We know photographers make frames, but we deeply believe they can also create frameworks.

I see myself in [the] tradition of encounter and witness - a witness that sees the photograph as evidence.

The camera is an excuse to be someplace you otherwise don't belong. It gives me both a point of connection and a point of separation.

For a long time I've lived with the inadequacy of that frame to tell everything I knew, and I think a lot about what is outside of the frame.

There is so much more to the things that we think we know from afar. The close you get the more complex it is, not the simpler it is to understand.

If Instagram had been available when I was working in Nicaragua in 1978, I'm sure I would have wanted to use it as a way of reporting directly from the streets during the insurrection.

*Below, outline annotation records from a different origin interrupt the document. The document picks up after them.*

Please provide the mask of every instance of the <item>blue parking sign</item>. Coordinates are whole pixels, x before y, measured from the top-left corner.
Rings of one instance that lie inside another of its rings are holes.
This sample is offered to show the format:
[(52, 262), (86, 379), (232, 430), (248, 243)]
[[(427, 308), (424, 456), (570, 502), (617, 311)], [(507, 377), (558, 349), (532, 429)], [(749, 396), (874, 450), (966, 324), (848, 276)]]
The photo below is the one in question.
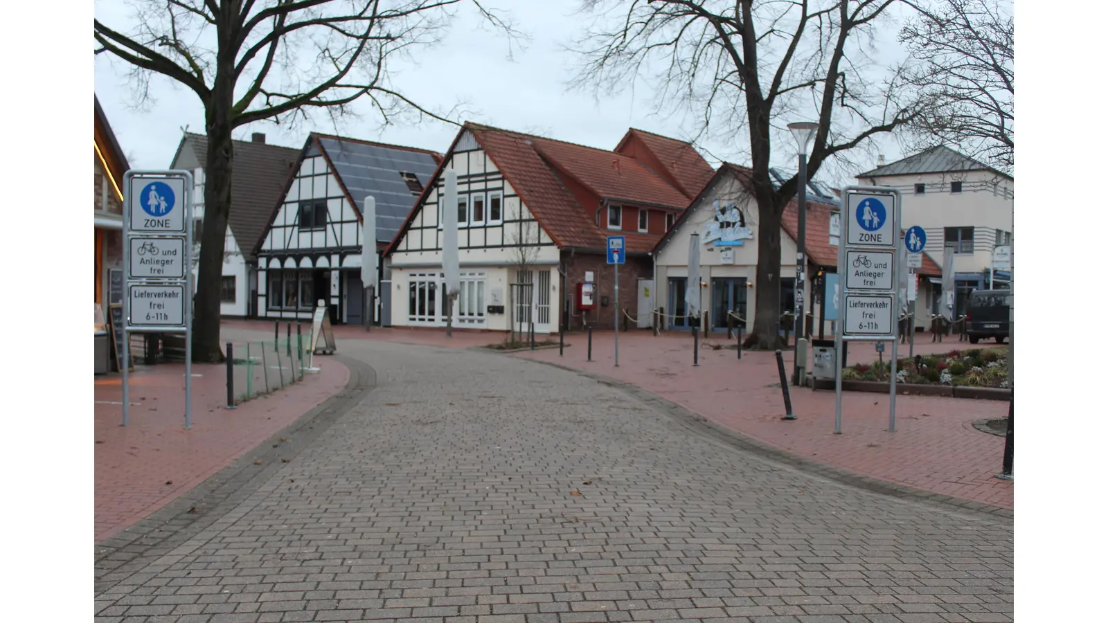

Finding a photograph is often like picking up a piece from a jigsaw-puzzle box with the cover missing. There’s no sense of the whole. Each image is a mysterious part of something not yet revealed.

I think photography has a huge potential to expand a circle of knowledge. There's a reality that we are all the more linked globally and we have to know about each other. Photography gives us that opportunity.

What worries me is that we want to close down our relationship to the world at large. In other words, people's instincts are overwhelmed by the amount of images, or they can't distinguish anymore between Rwanda or Bosnia or Somalia.

I'm deeply interested in the photograph as a record of an encounter and enjoy putting myself in a timeline of image-makers, alongside other travelers, such as anthropologists, colonists, missionaries, even tourists. I do that to emphasize subjectivity, rather than privilege any single perspective - I see myself as only one of many storytellers.